Mãe e filho

Um pesadelo sensorial sobre o maior pesadelo de qualquer mãe

Não nos parece que alguém saia de "Temos de Falar sobre Kevin" a dizer que “gosta” do filme da escocesa Lynne Ramsay. Não porque o filme seja mau - é até bastante bom - mas porque é difícil gostar de um filme assim. Adaptado do romance de Lionel Shriver, é um pesadelo avassaladoramente desagradável, um filme que nos atira de cabeça para o inferno diário do maior medo de qualquer mãe que se preze: ter dado à luz o filho dos infernos. Ou, no caso, Kevin, que já em bebé parece ter uma qualquer centelha demoníaca no olho, um Damien lá de casa que parece comprazer-se em causar mal a quem o rodeia, mesmo que seja do seu sangue.
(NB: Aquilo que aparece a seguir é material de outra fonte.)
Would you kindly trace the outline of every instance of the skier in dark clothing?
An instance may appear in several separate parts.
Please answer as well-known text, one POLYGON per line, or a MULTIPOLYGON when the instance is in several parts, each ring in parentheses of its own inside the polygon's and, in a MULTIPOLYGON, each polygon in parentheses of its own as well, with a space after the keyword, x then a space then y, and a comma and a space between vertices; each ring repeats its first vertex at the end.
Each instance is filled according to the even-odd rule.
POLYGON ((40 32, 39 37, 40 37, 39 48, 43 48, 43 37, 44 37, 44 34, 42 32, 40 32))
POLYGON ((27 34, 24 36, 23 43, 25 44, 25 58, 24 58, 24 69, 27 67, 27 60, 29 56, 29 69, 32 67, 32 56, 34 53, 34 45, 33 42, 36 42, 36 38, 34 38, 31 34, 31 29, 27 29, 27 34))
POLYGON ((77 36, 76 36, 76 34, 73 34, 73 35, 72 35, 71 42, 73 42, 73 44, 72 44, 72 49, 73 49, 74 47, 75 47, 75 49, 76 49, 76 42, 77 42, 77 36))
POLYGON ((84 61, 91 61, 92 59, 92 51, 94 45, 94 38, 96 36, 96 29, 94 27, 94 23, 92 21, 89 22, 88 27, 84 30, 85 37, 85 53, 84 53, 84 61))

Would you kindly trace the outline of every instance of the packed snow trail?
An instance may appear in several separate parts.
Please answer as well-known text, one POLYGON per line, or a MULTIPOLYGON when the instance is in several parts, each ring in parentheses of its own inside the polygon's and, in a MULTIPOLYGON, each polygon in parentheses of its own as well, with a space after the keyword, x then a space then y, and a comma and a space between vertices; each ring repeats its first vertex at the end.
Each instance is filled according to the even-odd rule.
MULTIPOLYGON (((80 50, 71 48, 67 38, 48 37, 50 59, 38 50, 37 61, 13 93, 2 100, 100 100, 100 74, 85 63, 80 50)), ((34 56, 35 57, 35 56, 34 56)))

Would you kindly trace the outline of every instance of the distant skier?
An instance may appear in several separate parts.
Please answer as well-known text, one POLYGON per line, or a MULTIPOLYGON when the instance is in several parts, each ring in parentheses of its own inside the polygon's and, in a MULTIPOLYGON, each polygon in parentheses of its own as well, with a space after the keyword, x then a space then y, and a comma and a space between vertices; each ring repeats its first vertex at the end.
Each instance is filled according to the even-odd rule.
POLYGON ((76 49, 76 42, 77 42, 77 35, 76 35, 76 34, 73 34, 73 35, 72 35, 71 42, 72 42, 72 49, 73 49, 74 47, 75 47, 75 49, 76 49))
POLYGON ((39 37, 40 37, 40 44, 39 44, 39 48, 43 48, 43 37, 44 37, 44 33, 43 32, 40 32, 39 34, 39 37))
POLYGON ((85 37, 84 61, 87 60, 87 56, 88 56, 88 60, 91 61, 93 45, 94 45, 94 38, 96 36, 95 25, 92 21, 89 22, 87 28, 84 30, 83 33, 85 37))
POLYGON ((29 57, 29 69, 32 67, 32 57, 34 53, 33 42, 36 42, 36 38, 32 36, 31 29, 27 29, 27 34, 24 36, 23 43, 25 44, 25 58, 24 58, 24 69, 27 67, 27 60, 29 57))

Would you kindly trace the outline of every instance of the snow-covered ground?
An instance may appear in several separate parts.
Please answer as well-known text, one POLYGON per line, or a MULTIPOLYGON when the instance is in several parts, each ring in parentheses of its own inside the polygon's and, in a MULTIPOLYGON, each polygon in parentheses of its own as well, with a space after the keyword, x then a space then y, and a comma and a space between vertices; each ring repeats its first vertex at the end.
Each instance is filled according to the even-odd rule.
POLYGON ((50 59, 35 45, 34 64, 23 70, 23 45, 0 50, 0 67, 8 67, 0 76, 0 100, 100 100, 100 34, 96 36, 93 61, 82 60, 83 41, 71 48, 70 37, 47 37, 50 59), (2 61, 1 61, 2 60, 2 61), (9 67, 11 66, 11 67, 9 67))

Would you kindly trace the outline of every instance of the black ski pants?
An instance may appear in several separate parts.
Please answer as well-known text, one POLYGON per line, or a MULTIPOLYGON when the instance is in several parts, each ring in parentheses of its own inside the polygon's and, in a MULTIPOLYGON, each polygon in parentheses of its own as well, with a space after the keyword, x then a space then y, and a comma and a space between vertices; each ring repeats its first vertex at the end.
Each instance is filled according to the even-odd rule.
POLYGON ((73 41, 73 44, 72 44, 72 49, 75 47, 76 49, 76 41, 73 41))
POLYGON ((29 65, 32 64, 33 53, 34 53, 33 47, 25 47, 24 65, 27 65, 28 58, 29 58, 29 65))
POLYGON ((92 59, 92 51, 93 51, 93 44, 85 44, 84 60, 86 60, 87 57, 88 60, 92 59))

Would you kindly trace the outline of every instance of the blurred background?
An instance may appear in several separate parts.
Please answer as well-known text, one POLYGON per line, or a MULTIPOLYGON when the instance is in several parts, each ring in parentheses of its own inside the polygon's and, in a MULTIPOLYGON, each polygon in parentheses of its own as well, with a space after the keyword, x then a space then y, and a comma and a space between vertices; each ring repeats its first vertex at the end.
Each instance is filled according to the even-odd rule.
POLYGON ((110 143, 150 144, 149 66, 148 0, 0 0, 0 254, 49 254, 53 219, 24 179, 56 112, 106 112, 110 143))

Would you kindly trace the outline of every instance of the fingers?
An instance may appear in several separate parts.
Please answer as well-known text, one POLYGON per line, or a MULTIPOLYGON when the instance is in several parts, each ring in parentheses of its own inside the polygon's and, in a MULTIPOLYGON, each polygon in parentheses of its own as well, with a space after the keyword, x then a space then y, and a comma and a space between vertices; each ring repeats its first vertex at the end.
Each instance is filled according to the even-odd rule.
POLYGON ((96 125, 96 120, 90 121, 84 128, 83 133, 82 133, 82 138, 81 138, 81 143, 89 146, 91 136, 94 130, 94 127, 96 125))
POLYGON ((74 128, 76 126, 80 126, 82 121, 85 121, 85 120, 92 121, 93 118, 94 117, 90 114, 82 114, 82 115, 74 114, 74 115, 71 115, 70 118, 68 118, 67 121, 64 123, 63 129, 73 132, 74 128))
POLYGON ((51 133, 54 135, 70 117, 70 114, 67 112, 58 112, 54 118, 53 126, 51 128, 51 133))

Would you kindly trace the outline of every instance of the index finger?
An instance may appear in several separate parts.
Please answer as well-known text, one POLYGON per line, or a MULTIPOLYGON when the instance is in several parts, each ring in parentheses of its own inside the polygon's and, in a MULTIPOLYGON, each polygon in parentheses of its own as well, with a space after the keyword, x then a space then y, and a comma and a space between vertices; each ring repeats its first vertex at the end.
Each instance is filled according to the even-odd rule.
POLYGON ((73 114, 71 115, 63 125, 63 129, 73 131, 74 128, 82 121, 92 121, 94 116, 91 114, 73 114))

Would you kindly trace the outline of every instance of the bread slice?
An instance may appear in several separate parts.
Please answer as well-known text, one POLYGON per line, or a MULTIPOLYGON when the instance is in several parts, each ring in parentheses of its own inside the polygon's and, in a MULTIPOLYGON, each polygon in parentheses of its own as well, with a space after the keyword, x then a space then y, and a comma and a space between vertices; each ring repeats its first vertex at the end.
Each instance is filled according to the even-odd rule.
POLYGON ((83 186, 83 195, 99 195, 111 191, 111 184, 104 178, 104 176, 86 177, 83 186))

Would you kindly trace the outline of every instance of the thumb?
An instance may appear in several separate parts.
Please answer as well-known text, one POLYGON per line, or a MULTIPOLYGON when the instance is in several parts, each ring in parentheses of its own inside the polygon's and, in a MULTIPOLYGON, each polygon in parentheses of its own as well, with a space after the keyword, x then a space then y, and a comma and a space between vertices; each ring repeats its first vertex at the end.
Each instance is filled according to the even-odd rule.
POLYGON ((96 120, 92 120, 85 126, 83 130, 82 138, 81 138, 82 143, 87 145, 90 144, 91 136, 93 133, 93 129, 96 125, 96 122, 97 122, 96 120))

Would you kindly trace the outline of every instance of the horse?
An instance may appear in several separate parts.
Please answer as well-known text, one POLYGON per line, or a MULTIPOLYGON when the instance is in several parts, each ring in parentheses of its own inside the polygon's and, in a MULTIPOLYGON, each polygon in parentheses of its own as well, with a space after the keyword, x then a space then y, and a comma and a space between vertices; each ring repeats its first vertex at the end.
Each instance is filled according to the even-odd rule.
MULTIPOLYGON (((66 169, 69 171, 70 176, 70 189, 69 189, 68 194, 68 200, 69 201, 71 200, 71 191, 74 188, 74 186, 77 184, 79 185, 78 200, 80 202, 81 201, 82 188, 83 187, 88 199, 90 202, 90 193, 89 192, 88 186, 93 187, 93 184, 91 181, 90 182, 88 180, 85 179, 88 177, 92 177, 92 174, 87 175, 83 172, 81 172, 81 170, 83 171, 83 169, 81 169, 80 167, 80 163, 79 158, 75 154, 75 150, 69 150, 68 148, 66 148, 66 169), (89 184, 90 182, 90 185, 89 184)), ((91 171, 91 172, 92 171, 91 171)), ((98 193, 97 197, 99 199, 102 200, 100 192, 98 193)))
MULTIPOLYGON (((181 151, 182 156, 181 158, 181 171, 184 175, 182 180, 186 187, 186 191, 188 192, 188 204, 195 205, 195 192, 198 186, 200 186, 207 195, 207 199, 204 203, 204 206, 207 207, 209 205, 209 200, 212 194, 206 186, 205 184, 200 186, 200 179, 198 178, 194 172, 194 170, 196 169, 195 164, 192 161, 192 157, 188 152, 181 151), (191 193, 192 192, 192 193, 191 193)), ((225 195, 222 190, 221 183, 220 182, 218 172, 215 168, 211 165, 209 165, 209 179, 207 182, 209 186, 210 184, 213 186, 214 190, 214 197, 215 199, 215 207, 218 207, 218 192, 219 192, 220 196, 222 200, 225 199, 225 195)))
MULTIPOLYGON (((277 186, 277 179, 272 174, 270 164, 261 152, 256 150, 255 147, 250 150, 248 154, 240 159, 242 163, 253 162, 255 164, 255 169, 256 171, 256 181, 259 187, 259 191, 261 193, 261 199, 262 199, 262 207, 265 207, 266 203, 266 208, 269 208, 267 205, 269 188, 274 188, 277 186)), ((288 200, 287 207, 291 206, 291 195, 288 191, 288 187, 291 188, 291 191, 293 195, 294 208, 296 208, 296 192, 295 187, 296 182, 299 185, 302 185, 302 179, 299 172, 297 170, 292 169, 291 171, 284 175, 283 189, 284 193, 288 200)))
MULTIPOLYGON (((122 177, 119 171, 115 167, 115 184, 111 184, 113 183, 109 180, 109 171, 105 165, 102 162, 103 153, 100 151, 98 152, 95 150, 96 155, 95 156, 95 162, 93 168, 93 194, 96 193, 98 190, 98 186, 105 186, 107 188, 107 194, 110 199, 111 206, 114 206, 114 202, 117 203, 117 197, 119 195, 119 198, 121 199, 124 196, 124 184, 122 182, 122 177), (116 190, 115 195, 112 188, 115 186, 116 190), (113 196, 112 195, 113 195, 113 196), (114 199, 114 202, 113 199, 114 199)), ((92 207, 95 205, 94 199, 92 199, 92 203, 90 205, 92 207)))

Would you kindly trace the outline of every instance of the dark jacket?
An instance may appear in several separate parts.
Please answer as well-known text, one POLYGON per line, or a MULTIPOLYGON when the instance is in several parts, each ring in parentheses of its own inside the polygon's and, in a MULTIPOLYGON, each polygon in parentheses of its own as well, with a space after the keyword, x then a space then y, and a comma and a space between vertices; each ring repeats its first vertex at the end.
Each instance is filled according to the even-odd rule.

E a mãe é (atenção ao simbolismo!) Eva, uma escritora de viagens cuja maternidade lhe cortou literalmente as asas, acorrentando-a ao destino da dona-de-casa-esposa-mãe-de-família habitando o subúrbio letárgico.


Entre Kevin e Eva há um braço de ferro longo de 16 anos com poucas tréguas, muitas batalhas e demasiadas vítimas colaterais. Mas houve realmente? Ou estará tudo na cabeça de Eva, que revê incessantemente o passado à procura do que fez mal? Temos de Falar sobre Kevin saltita entre o objectivo e o subjectivo, constrói-se pelo olhar traumatizado de uma mulher que se pergunta se gostou o suficiente de um filho que nunca gostou dela, se a culpa da matança liceal que o atira para a prisão é em última instância sua. Já sabíamos - do anterior A Viagem de Morvern Callar (2001) - que a Ramsay, cineasta vinda da fotografia, era esteta, precisa, atenta, cerebral, determinada. Aqui, com a cumplicidade do director de fotografia Seamus McGarvey, do montador Joe Bini (colaborador regular de Werner Herzog) e do compositor Jonny Greenwood (dos Radiohead), encena um pesadelo sensorial em tons grand-guignol, algures entre o abandono surreal de Dario Argento e a precisão formalista de Stanley Kubrick, aqui baralhada e fragmentada numa estrutura de quebra-cabeças ao sabor da memória. Além disso, há uma ligação quase orgânica de Temos de Falar sobre Kevin a Depois das Aulas (2008) de António Campos, com o qual partilha a sensação constante de angústia e ameaça, o olhar esquinado sobre a adolescência, o formalismo desorientador e frio das imagens, e o actor Ezra Miller.

Mas Temos de Falar sobre Kevin é bicho próprio, intransmissível, ancorado na interpretação transcendentemente auto-flageladora da divina Tilda Swinton, construindo uma declaração de intenções que pode nem sempre ser do melhor gosto mas é sempre inteligente, desafiadora, perturbante. É um filme que pergunta, sem dar respostas. É, também, por isso que é difícil gostar dele.